Review of Wilderness

Wilderness (I) (2006)
6/10
The Brits show how the teen slasher flick is done
20 August 2010
Warning: Spoilers
Wilderness shows us that just because you're making a film about a bunch of teenagers in the woods getting killed…it doesn't have to suck. There's nothing particularly fancy about this movie, but it's reasonably smart, sufficiently gory, thankfully unpretentious and refreshingly unself-aware .

The story concerns a group of boys in a juvenile detention facility in Great Britain. When one of their bunkmates is bullied into committing suicide, the head guard is assigned to take the teen convicts to a remote island for a character building exercise. While on the island, they make two discoveries. One is that a female head guard and two girl convicts are on the island for the same reason as the boys. The second is that someone is out to murder them all. It really is that nakedly formulaic, but these filmmakers take the time and effort to execute the formula as well as they can. The result is a fairly entertaining teen slasher flick. Well, it's really more of a teen skewering flick but if that's what you enjoy, you'll like Wilderness.

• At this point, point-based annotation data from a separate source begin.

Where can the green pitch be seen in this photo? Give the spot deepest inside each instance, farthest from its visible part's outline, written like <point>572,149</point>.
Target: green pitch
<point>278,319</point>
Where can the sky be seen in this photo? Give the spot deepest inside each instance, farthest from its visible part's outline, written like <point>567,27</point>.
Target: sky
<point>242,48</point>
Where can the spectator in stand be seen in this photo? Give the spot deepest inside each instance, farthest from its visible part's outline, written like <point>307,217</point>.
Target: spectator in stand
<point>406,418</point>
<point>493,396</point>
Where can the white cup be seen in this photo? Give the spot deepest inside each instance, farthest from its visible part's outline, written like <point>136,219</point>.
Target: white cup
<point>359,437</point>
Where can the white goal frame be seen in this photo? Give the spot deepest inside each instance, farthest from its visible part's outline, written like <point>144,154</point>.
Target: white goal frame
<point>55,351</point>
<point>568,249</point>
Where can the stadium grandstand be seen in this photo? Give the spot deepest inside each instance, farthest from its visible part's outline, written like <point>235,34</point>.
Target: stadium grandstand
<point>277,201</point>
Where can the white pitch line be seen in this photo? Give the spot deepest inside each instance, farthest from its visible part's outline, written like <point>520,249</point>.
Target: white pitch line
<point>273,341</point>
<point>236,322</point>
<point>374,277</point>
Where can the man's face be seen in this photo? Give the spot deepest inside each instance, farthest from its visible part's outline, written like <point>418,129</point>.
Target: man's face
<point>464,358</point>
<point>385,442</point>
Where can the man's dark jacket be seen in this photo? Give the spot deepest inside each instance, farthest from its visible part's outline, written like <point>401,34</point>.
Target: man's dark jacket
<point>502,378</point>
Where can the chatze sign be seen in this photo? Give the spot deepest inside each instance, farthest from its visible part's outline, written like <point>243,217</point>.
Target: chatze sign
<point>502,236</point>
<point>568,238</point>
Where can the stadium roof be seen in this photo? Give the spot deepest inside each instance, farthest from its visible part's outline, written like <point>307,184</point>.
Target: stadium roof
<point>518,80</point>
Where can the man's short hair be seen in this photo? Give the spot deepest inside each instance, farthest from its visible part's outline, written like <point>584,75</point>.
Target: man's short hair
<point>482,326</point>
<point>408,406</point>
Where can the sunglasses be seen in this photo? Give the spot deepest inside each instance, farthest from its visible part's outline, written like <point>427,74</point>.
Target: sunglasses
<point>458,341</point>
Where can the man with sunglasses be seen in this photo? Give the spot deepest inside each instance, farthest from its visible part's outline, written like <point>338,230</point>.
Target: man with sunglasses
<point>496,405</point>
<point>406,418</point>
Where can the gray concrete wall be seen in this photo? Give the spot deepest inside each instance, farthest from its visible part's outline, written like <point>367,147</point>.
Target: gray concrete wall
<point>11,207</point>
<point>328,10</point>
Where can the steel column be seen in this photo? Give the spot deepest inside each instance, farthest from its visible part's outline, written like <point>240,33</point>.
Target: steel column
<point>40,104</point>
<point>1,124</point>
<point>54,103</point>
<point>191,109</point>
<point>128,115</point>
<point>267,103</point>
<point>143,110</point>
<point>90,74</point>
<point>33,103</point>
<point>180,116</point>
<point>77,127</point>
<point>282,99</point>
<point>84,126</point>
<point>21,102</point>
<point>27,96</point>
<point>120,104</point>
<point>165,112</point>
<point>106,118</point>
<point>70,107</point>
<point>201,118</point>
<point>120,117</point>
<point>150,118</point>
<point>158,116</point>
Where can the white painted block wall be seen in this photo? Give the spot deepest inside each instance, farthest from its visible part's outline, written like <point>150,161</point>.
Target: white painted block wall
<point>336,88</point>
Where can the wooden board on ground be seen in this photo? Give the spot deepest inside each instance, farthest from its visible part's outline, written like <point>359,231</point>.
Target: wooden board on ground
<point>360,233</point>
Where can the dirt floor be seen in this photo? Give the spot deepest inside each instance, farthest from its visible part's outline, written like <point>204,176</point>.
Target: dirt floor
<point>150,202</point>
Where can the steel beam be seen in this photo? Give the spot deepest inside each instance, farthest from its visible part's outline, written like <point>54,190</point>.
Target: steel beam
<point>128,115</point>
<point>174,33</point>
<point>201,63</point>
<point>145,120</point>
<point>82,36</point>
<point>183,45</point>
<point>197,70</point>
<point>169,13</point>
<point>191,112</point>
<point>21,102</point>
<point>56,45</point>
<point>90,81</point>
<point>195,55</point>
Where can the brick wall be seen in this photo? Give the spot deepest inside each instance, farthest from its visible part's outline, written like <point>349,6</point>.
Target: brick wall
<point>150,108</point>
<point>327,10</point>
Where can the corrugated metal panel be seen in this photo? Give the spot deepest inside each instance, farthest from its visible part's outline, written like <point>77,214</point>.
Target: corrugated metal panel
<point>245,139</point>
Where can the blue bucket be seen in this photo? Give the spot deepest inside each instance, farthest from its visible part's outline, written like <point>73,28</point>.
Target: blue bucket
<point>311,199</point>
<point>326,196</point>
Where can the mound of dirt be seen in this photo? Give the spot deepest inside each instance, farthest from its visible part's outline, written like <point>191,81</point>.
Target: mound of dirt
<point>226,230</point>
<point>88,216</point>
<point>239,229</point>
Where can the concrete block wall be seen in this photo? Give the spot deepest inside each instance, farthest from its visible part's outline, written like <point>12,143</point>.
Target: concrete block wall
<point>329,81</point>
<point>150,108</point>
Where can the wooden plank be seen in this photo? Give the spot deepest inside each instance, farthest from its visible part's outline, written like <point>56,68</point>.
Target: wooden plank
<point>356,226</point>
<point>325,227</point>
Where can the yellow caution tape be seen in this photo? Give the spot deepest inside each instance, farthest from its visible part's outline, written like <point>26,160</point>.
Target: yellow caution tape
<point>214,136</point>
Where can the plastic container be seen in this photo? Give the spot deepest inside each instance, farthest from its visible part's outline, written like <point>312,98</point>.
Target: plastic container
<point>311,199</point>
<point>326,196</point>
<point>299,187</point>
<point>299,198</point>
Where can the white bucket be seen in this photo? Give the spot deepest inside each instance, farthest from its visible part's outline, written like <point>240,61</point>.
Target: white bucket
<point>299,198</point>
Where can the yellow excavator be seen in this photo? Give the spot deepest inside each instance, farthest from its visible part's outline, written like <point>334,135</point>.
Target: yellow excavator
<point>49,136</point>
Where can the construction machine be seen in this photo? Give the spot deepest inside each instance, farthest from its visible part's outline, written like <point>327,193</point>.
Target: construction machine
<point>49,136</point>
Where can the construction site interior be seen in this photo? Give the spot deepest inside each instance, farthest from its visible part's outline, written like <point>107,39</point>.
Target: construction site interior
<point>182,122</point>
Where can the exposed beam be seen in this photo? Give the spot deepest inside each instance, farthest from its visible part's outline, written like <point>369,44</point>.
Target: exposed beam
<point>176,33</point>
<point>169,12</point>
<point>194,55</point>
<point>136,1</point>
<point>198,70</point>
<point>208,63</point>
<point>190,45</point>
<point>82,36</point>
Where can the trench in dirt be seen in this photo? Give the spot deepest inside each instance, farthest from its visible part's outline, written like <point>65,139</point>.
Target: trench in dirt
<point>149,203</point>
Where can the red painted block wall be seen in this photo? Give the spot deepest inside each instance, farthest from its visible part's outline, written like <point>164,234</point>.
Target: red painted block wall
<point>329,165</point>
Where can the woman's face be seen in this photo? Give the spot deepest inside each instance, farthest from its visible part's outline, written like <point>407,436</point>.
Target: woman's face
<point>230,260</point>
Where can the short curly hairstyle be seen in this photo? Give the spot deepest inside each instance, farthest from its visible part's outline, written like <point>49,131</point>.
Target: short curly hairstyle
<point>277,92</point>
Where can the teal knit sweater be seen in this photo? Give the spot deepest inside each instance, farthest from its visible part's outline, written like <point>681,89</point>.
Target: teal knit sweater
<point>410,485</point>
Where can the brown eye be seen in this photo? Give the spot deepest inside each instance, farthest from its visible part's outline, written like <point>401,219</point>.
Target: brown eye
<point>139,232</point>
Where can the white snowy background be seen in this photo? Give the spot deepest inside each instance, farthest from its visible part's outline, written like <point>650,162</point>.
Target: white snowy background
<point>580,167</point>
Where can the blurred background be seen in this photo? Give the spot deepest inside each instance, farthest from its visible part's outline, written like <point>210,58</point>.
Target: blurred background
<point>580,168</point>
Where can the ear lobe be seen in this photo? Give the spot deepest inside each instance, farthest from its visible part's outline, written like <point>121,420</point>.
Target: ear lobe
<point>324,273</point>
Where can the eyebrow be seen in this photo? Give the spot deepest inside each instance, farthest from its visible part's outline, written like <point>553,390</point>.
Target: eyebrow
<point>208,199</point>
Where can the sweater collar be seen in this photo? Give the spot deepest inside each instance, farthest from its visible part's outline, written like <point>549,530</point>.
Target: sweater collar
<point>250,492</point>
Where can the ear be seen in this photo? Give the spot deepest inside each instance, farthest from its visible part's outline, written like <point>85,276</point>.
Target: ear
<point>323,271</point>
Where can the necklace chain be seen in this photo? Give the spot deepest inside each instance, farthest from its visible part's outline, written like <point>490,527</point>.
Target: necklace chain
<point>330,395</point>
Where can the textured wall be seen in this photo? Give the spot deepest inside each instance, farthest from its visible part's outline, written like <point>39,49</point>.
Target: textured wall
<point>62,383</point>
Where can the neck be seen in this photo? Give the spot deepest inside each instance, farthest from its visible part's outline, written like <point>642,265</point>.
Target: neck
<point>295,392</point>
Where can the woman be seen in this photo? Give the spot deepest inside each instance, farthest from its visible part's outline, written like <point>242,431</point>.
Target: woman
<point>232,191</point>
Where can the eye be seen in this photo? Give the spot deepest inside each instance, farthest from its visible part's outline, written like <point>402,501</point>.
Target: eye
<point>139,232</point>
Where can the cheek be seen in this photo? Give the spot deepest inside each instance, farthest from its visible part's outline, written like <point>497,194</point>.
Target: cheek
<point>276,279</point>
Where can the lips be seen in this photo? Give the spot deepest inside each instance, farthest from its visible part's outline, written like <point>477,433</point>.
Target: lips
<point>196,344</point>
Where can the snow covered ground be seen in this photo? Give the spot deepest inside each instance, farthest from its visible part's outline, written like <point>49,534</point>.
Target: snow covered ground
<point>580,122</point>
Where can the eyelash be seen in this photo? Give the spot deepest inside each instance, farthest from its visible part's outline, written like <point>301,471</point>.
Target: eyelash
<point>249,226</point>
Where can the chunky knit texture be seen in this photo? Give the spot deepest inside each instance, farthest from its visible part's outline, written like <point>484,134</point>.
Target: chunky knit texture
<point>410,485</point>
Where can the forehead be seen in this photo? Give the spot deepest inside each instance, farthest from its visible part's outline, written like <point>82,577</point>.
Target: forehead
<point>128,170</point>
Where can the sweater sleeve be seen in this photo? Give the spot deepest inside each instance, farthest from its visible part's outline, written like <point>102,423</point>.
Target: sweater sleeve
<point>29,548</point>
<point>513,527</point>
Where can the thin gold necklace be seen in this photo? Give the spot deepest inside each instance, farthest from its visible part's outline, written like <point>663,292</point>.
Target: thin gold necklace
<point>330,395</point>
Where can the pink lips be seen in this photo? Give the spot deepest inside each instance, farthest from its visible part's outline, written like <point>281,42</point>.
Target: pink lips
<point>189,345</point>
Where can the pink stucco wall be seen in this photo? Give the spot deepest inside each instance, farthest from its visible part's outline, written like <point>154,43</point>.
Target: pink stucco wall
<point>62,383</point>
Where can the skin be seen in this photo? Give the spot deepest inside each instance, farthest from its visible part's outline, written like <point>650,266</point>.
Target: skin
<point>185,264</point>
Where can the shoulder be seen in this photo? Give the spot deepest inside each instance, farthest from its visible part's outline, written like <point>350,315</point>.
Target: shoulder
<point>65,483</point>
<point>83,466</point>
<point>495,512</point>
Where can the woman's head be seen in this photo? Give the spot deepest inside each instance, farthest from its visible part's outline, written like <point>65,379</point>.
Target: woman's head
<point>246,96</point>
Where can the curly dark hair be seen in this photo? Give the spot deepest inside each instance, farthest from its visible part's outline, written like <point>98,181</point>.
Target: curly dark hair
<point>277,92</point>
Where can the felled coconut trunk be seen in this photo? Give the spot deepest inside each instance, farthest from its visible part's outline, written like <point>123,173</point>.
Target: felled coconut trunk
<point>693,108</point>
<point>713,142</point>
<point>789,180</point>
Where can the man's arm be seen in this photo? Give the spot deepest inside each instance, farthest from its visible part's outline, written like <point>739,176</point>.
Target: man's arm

Now, there's not any more depth to this film than your average kids-getting-killed movie and it's not making any wry observations about the genre or trying to be ironic or anything like that. It just wants to be a nice little horror flick. There's plenty of running and screaming and a few legitimately shocking scenes. There's even some furtive sex, but without any nudity. That's probably the only teen slasher cliché that isn't featured and professionally pulled off.

The acid tests for this kind of script is…"How stupid do the characters have to be in order to get killed?" and "How over-the-top ridiculous is the murderer's ability to kill them?" When people who should be running away in fear always stop and look in that dark room or always fall and sprain their ankle fleeing from the killer or when the killer can punch through a wall with his bare hand or get stabbed and shot but just shake it off, those are the signs of a bad script. Wilderness avoids almost all of those flaws, except for an ending where the previously very smart, skilled and tough murderer suddenly become a stupid wuss. Oh, well. Nobody's perfect.

Acting-wise, everyone in the cast gives fine performances. Granted, the roles are all broadly and obviously drawn but Stephen Wright and Luke Neal create a believable co-dependent relationship as two bullies and Karly Greene as the girl who comes between them gets to show her character is just as cruel and selfish as the two boys. Sean Pertwee and Alex Reid as the male and female guards also engage in a cute "who's got bigger balls" stare down.

If there's any problem with this film it's that the only characters who even remotely resemble good guys are disposed of early on, and the ones that are left are either ciphers you have no reason to care about or bad people who, to some extent, deserve what they're getting. It's also a little odd that the ones who survive are probably the least interesting characters in the story.

If you don't like teen slasher films, there's nothing special here to bother with. If you do enjoy that genre and would like to be reminded what good one looks and feels like, go rent Wilderness.